Traditional Ghana food: the West vs others
Like we said, not all African food is the same. There are so many different cultures and languages that make this impossible. Ghana itself has about 50 indigenous languages. Yes, you may find that a food popular in one country is found in others, possibly even under a different name. But influence and adaptation never hurt anyone. When it comes to vegetarian African food that is. Sharing is caring after all. But we can still trace back which Ghana recipes came from Ghana directly. And Abenkwan is one of them. It is Akan (Ghanaian native language) for Palm nut soup. But you may also find it under the name Banga, which is Nigerian.
Spices that make this Palm nut soup recipe
This Abenkwan/ Palm nut soup recipe has baseline ingredients; onion, veggie cube, tomatoes… simple everyday spices. (You can find their values here.) But it can also have Pekesse/Prekese spice. What’s that? Prekese spice is found in many Ghana recipes, made from the dried fruit of the Prekese tree. It goes by many names, which is expected since it is native to West Tropical Africa. Some of these names being Effu, Galbanum, Uhiokirihio, and Aidan fruit. Botanically, it is known as Tetrapleura tetraptera. This is a soup dish not stew. You can add so much to it to give that burst of flavor that will make your taste buds tingle. Or you can keep it simple and still reap nutritional benefits and flavor from the palm nut cream.

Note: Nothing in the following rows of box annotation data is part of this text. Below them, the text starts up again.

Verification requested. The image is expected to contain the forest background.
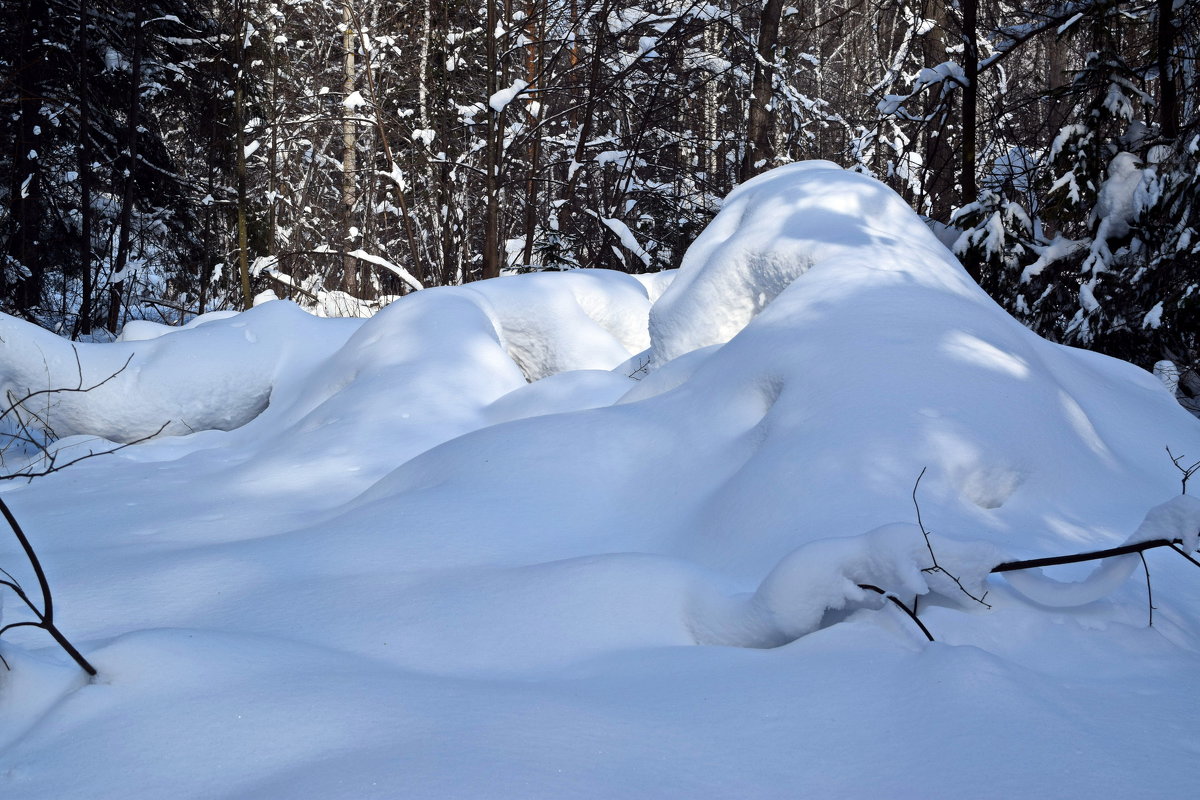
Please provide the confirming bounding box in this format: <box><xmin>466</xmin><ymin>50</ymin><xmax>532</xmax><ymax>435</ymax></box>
<box><xmin>0</xmin><ymin>0</ymin><xmax>1200</xmax><ymax>399</ymax></box>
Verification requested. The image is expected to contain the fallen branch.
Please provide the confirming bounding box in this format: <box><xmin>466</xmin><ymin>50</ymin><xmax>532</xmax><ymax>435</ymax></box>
<box><xmin>912</xmin><ymin>467</ymin><xmax>991</xmax><ymax>608</ymax></box>
<box><xmin>0</xmin><ymin>498</ymin><xmax>96</xmax><ymax>675</ymax></box>
<box><xmin>858</xmin><ymin>583</ymin><xmax>935</xmax><ymax>642</ymax></box>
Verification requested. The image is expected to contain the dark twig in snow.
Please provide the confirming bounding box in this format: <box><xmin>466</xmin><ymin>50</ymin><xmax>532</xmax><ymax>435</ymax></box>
<box><xmin>1138</xmin><ymin>552</ymin><xmax>1154</xmax><ymax>627</ymax></box>
<box><xmin>858</xmin><ymin>583</ymin><xmax>935</xmax><ymax>642</ymax></box>
<box><xmin>912</xmin><ymin>467</ymin><xmax>991</xmax><ymax>608</ymax></box>
<box><xmin>1166</xmin><ymin>447</ymin><xmax>1200</xmax><ymax>494</ymax></box>
<box><xmin>0</xmin><ymin>420</ymin><xmax>172</xmax><ymax>481</ymax></box>
<box><xmin>0</xmin><ymin>498</ymin><xmax>96</xmax><ymax>675</ymax></box>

What does Prekese taste like?
Prekese spice brings a sweet yet acidic taste. It has a sweet aroma and will bring a different type of kick to your vegetarian African food. Just like in this Palm nut soup recipe. This along with the palm nut in the Abenkwan gives the soup a creamy texture, slightly sour flavor thanks to the tomatoes and Prekese. You’ll also smell the sharp-sweet lingering aroma of the prekese which is very faint in flavor. So not only is it hearty and warm. But it is nutritious and flavorful. You might get stuck wondering what to eat it with though as the banku vs fufu question debates in your head. Too hard to pick? Try the Abenkwan with some rice and let your mind rest.
The study linked here said Prekese has a strong flavor but that is not true. In my experience of eating Prekese/aidan fruit in palm nut soup, the spice flavor is faint. I had to add two (2) before the aroma gain momentum of how I wanted it. According to studies, prekese can possibly help manage diabetes. It helps relieve fevers, making it even better in soups. It can also be boiled and had as tea. The pod contains nutrients like potassium, iron, and calcium. These help mothers in postpartum recovery as they help in blood restoration and milk production. Prekese isn’t the only spice used in tea, try this Chai ya mkandaa, meaning black tea in Kenya.
Palm nut cream benefits
Now onto the benefits of the star in this traditional Ghana food. That is Palm nuts. Palm nut is commonly turned into Red palm oil, used in stews and soups. But it can also be used in cakes and biscuits. You could try it in this Juicy Liberian Rice Bread Recipe. Like we said in our dry rice recipe, Palm oil is a great source of vitamin E and vitamin A. Vitamin E helps in cell function while vitamin A is good for your eyes. But, it is fairly high in saturated fat, so if you’re worried about bad cholesterol levels, make sure your palm oil is processed.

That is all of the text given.